How these substances, when taken into the body, are assimilated, and how they generate force, are well known to the chemist and physiologist, who is able, in the light of well-ascertained laws, to determine whether alcohol does or does not possess a food value. For years, the ablest men in the medical profession have given this subject the most careful study, and have subjected alcohol to every known test and experiment, and the result is that it has been, by common consent, excluded from the class of tissue-building foods. "We have never," says Dr. Hunt, "seen but a single suggestion that it could so act, and this a promiscuous guess.
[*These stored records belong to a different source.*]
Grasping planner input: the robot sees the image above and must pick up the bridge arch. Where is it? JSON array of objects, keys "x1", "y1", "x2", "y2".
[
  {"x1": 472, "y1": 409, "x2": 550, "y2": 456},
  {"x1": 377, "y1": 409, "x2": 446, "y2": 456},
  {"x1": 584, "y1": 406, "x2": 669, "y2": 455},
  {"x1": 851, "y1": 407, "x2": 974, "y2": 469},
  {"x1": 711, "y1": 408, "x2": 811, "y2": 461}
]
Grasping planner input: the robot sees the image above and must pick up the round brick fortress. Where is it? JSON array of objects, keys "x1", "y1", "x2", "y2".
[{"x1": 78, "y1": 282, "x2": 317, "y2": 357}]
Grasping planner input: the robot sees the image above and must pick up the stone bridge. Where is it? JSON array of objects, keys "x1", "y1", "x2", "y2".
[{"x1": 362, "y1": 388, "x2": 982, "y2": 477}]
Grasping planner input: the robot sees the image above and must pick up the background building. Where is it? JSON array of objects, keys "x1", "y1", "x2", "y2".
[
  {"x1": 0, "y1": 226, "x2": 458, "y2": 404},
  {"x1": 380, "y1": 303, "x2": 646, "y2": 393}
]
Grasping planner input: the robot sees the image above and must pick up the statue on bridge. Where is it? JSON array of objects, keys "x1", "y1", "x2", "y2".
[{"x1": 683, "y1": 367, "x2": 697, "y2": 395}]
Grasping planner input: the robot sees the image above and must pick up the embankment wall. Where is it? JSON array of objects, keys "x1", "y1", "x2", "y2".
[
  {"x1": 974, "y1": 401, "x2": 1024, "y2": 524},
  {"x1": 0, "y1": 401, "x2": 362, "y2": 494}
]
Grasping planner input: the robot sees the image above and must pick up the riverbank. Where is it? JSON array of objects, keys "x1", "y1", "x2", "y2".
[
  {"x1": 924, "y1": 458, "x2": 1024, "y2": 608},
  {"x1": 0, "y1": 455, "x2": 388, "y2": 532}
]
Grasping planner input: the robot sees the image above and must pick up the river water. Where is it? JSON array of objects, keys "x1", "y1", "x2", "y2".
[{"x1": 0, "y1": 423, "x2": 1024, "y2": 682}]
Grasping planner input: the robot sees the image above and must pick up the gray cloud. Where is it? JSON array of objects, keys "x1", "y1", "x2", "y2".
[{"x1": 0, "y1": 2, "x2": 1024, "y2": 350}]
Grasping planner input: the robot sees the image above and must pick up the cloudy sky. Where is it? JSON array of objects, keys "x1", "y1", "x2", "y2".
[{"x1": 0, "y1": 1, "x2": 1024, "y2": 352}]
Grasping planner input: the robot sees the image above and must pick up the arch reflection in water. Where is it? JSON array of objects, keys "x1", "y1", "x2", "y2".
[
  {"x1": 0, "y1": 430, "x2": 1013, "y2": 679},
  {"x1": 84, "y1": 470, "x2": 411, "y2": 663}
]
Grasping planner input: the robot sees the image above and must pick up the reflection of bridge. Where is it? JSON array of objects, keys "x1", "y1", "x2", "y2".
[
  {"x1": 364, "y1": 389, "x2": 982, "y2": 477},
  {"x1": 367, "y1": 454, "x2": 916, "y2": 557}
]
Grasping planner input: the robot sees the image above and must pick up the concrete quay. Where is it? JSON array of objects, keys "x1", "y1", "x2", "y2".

One writer (Hammond) thinks it possible that it may 'somehow' enter into combination with the products of decay in tissues, and 'under certain circumstances might yield their nitrogen to the construction of new tissues.' No parallel in organic chemistry, nor any evidence in animal chemistry, can be found to surround this guess with the areola of a possible hypothesis."

Dr. Richardson says: "Alcohol contains no nitrogen; it has none of the qualities of structure-building foods; it is incapable of being transformed into any of them; it is, therefore, not a food in any sense of its being a constructive agent in building up the body." Dr. W.B. Carpenter says: "Alcohol cannot supply anything which is essential to the true nutrition of the tissues." Dr. Liebig says: "Beer, wine, spirits, etc., furnish no element capable of entering into the composition of the blood, muscular fibre, or any part which is the seat of the principle of life." Dr. Hammond, in his Tribune Lectures, in which he advocates the use of alcohol in certain cases, says: "It is not demonstrable that alcohol undergoes conversion into tissue." Cameron, in his Manuel of Hygiene, says: "There is nothing in alcohol with which any part of the body can be nourished." Dr. E. Smith, F.R.S., says: "Alcohol is not a true food. It interferes with alimentation." Dr. T.K. Chambers says: "It is clear that we must cease to regard alcohol, as in any sense, a food."